A foregone conclusion or a self-fulfilling prophecy? Maeve McTaggart explores why head-to-head debates between Fianna Fáil and Fine Gael are a necessary evil – and why reality isn’t as painful as you may think.
From the Starbucks-led coffeeshop coup which has wracked every city corner and bottom floor of every new office block, to the Krispy Kreme mass hysteria which gripped Blanchardstown last year, Ireland is certainly not immune to Americanisation. A sweet tooth for the American (lest we forget our insatiable hunger for so many Garth Brooks dates that we were left with nothing), our cravings seem to have seeped into the way we construct our election campaigns. While still without Russians, rallies or crazy celebrity candidacies, the Americans have given us one thing – leadership debates.
Effective across the pond for discerning who gets your vote, in a parliamentary democracy like Ireland, leaders’ debates are more nonsensical than we would like to admit. The reality is, unless you are one of the 84,000 people in Cork South-Central who have Michéal Martin on your ballot or one of Dublin West’s 64,000 who have Leo Varadkar on theirs, how many digs they throw or questions they stutter through is probably not going to influence your vote. Despite this, leaders’ debates have aired each election season from 1982, most of them head-to-heads between ‘The Big Two’ – Fianna Fáil and Fine Gael – and when Virgin Media and RTÉ announced a continuation of such debates for 2020, Twitter was indignant. Labelled a “farce” by Sinn Féin leader Mary Lou McDonald and rendered media bias by many, Virgin Media presenter Matt Cooper took to the social media site to unofficially explain. “Realistically, [whether] you want it or not, like it or not, one of the two of them will be the next Taoiseach. That justifies it,” he wrote. And hear me out, he’s right.
Since 1932, parliamentary power has alternated between Fianna Fáil and Fine Gael, sometimes supported by others and since 2016, by each other. They were the ‘Big Two’ because it was unfathomable that any other party could make headway on Fianna Fáil’s tradition of power, or Fine Gael’s ability to flourish within the gaps. The Guardian describes the parties as ‘the yin and yang’ of political parties, while others prefer to use the much less poetic ‘two cheeks of the same arse’ argument. Irish politics has long lived on a wheel of centrist politics – where one goes up, the other down. Parties rarely identify as right-wing, and those who identify as left seem to be dragged to the centre upon walking through the doors of Leinster House. When they enter government, coalescing with one of ‘The Big Two’, we punish the left – the junior party – much more than we do those who make the decisions, who hold the positions of power. In 2016, emerging from a five-year coalition with Fine Gael where economic policy was based on austerity and aimed at recovery, the Labour Party collapsed country-wide, returning just 7 TDs while Fine Gael sat a parliamentary majority of fifty. In the election prior, after a coalition with Fianna Fáil which weathered the financial crash, the Green Party were left without any representatives in the Oireachtas. To the electorate, the ‘Big Two’ are beyond retribution, forgiven faster than Labour or the Greens could ever clear their names of the blame voters have assigned to them.
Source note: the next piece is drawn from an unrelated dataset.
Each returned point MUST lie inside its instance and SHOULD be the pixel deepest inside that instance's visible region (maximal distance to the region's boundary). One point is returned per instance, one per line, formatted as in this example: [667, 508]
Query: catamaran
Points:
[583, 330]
Leo Varadkar or Michéal Martin will be Taoiseach in 2020, not because the Irish electorate lacks innovation or short-term memory, but because no other party are even running enough candidates to position themselves as senior coalition partners. A majority is assured at eighty seats and both Fianna Fáil and Fine Gael are running over 80 candidates each. The Green Party is the only other running a candidate in each of Ireland’s 39 constituencies, with 39 candidates in contest nationwide. Sinn Féin have pledged forty-two, Solidarity-People Before Profit thirty-seven and Labour just thirty-one. Country-wide, there are 516 candidates (one-fifth of whom are Independents) battling it out in the ballot boxes for 159 seats. Acknowledging the FF/FG stronghold on the political system is perhaps a self-fulfilling prophecy for each minority party. Regardless of what the polls may say, Matt Cooper is right, “like it or not” the title of Taoiseach is reserved for Martin or Varadkar. Despite migrating from a staunchly two-party system in the past, the electorate have curated what is now a “two-and-a-half” party system – Fianna Fáil, Fine Gael, and whoever else can get their foot in the door, more often than not sacrificing themselves in the process.
The head-to-head leaders’ debates are a public confession of a reality we all will inevitably have to face – “one of the two of them will be the next Taoiseach” – and it may be a hard pill to swallow. When we later see all seven party leaders side-by-side on a debate stage it is the match-making process of “the Tánaiste Debate” we are watching, not yet the rise of The Underdog the left longs for. With your vote, you push ‘The Big Two’ further to the margins, choosing a coalition partner they have no choice but to listen to in the process. Depending on your politics, reality is either reassuring or irrevocably grim – channel it in how you vote on February 8th.